Thursday, April 18, 2013

The Latest College Sport is Competitive Litigating

Just when you thought the latest college sport was conference jumping, we can now see that it's actually a different but closely aligned activity, competitive litigating.

Where does one begin to explain the saga of the realignment of conference affiliations of NCAA athletics programs over the last several years? In a frenzied grab for athletic riches, college presidents have set out to destroy traditional athletic rivalries all over the country. While professing to care about the well-being of student athletes, presidents and athletic directors have created conferences that ignore geographical limits ion favor of big football payouts, putting student athletes academic performance at risk from increased travel and missed class time. And that is where our story begins.
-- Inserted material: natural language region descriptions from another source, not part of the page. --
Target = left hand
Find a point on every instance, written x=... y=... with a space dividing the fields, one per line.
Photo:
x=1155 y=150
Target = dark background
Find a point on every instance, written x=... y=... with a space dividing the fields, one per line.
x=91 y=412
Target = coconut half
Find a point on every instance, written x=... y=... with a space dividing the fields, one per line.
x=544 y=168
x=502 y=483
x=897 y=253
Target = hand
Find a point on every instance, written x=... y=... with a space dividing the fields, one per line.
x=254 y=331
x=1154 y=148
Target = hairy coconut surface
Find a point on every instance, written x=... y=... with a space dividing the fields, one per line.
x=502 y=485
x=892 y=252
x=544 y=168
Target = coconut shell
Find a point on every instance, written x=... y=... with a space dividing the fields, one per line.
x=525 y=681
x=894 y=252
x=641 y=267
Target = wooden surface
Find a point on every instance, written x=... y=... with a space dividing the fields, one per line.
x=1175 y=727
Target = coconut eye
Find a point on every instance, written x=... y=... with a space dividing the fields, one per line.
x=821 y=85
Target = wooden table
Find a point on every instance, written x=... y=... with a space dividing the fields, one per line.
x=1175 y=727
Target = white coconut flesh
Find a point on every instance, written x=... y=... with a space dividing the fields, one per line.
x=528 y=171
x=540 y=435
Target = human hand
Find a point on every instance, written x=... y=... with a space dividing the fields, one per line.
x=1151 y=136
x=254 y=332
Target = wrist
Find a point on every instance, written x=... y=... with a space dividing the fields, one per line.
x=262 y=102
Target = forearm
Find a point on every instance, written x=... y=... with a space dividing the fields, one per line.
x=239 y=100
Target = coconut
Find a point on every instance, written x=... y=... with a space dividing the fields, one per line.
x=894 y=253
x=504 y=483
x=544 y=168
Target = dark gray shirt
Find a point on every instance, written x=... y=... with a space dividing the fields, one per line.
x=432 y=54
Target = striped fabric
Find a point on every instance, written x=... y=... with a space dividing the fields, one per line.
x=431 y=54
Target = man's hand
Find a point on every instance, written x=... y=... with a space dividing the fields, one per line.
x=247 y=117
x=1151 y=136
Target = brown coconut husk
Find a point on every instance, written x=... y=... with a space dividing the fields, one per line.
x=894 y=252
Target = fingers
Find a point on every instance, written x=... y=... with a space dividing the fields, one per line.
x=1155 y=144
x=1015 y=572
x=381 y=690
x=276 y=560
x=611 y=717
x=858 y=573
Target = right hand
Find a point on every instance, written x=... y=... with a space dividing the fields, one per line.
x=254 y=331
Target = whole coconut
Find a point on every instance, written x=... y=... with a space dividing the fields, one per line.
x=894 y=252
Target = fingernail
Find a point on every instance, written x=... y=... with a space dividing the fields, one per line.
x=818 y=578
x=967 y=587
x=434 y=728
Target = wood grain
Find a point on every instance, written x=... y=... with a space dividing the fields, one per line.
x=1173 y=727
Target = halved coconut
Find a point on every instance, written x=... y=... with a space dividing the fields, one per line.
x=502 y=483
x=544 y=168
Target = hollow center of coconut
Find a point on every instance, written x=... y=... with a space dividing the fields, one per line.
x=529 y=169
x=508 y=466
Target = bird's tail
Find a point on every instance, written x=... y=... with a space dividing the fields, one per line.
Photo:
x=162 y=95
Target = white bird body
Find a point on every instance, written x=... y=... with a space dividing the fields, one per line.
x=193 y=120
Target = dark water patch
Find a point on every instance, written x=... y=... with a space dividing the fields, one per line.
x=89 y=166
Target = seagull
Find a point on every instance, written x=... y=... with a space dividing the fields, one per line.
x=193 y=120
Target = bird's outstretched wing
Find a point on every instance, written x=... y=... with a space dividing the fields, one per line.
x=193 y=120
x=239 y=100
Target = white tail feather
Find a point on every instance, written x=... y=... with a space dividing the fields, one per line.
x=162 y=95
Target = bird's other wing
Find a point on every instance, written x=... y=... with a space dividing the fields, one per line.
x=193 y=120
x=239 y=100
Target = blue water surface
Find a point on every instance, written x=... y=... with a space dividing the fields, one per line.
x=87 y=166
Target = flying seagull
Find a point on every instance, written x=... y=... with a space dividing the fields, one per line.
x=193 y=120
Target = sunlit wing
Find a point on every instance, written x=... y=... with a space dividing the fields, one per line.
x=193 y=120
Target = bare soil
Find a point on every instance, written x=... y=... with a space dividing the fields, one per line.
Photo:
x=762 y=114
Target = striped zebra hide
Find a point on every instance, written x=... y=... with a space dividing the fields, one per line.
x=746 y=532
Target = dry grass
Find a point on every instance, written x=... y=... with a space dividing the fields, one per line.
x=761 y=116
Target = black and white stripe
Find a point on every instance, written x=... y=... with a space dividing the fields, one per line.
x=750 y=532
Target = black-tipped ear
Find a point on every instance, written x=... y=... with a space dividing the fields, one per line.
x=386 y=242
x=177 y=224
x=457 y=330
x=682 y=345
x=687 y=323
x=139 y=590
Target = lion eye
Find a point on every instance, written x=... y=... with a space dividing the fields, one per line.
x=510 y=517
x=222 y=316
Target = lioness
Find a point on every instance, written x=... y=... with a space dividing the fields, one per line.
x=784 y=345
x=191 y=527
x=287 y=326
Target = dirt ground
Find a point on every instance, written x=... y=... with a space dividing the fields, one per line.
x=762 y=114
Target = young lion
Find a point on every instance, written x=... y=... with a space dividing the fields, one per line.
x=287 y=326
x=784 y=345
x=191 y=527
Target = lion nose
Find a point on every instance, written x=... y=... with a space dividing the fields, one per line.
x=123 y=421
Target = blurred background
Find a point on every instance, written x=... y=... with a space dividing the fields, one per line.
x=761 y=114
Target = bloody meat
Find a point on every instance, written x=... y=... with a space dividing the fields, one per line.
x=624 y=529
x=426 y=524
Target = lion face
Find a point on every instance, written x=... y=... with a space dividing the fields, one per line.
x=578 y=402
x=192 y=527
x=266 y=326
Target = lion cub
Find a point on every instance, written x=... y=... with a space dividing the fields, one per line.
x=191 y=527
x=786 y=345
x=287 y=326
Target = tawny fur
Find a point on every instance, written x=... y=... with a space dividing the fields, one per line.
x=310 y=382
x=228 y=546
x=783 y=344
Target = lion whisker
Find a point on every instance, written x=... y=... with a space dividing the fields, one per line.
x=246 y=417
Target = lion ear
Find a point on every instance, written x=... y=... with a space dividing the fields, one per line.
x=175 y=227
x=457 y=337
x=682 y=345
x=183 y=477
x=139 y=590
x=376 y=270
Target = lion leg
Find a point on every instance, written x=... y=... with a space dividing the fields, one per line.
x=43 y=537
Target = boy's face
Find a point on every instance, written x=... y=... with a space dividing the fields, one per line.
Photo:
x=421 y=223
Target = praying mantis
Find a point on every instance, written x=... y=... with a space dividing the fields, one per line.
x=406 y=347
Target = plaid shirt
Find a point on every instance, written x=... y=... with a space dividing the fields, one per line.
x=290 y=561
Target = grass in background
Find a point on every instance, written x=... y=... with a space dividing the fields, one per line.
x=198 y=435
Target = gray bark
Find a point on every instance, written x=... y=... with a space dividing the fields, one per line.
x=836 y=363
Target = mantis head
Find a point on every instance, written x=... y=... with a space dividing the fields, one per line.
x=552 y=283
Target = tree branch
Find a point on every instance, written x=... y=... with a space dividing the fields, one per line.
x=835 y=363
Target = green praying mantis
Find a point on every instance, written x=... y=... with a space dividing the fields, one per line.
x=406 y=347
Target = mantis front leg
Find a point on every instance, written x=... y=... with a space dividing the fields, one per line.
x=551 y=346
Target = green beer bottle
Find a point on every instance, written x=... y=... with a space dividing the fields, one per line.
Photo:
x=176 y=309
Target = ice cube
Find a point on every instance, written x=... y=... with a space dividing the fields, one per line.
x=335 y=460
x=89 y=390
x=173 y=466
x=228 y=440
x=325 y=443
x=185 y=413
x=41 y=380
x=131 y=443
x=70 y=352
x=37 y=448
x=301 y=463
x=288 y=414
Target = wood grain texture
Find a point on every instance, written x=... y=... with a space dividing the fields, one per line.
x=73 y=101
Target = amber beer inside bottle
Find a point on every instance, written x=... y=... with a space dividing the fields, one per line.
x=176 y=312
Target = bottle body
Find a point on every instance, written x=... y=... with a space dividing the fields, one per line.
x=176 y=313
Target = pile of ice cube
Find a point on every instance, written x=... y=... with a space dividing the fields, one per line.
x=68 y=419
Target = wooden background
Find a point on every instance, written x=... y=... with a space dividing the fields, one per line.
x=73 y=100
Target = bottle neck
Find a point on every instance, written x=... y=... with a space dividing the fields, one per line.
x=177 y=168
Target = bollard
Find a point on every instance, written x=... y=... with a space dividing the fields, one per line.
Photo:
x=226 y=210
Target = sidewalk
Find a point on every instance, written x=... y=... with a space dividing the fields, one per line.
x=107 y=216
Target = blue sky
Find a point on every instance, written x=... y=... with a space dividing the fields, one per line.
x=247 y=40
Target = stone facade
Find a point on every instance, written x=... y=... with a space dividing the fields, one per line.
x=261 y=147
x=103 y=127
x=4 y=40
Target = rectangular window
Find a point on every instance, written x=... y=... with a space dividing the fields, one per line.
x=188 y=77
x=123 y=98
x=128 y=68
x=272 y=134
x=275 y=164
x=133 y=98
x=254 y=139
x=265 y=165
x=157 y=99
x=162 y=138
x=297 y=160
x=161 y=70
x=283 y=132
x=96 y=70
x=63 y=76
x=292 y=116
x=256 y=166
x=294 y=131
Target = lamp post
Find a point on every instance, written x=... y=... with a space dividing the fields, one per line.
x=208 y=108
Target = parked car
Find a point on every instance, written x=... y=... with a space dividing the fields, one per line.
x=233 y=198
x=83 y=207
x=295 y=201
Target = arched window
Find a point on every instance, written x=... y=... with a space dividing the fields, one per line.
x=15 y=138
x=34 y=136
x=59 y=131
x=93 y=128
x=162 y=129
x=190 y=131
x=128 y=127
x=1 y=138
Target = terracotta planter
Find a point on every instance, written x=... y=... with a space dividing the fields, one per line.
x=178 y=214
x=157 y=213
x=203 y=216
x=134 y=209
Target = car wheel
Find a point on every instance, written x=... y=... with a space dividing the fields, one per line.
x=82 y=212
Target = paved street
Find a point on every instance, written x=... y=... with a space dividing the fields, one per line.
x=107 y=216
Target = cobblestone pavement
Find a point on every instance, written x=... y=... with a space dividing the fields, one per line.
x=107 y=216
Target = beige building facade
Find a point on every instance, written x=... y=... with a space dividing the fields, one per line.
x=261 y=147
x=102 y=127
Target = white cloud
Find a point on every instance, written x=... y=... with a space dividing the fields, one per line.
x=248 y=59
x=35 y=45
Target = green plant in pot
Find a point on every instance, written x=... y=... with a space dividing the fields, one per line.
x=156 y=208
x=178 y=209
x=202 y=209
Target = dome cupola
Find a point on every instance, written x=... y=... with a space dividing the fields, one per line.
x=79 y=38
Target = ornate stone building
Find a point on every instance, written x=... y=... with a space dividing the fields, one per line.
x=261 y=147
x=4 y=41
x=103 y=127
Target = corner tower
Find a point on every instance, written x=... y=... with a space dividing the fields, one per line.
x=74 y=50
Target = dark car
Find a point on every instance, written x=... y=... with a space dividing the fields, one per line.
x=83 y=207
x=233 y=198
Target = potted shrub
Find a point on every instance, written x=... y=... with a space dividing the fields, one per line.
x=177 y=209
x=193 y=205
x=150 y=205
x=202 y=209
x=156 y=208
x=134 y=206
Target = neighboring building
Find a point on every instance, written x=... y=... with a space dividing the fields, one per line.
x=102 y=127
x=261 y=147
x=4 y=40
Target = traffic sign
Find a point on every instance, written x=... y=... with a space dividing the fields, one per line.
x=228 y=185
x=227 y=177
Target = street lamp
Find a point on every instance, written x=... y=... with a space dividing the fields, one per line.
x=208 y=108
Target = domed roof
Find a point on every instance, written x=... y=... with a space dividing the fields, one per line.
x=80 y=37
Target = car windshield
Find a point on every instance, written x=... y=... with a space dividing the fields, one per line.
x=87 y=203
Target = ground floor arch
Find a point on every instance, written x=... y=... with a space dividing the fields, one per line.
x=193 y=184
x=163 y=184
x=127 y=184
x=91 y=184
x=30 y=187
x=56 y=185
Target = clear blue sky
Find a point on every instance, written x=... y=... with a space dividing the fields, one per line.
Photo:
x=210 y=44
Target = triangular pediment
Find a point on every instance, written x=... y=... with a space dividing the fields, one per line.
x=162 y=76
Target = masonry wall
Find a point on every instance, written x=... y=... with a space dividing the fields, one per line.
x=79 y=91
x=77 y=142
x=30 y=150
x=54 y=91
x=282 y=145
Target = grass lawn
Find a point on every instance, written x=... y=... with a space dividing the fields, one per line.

In December 2011, Boise State University agreed to join the Big East Conference with intercollegiate play to begin in 2013. The principal motivation behind this move appeared to be as a way to get its football team into a conference with a BCS bowl bid - which meant a more lucrative payout. Over the course of the next year, as teams continued to announce exits from and invitations to the Big East Conference, BSU changed its mind.  In December 2012, BSU announced it was returning to the Mountain West Conference. According to the Big East Conference, BSU owes an exit fee of $5M. BSU says that the Big East Conference doesn't even exist anymore, having been renamed the American Athletic Conference (the name "Big East" had been assigned to a cadre of 7 non-BCS members who formed a separate league) and no longer has an automatic BCS bowl bid.

The AAC (nee Big East) threatened to sue.  Apparently BSU has beaten them to the punch. Let the games begin. May the biggest treasury and the most aggressive tactics win.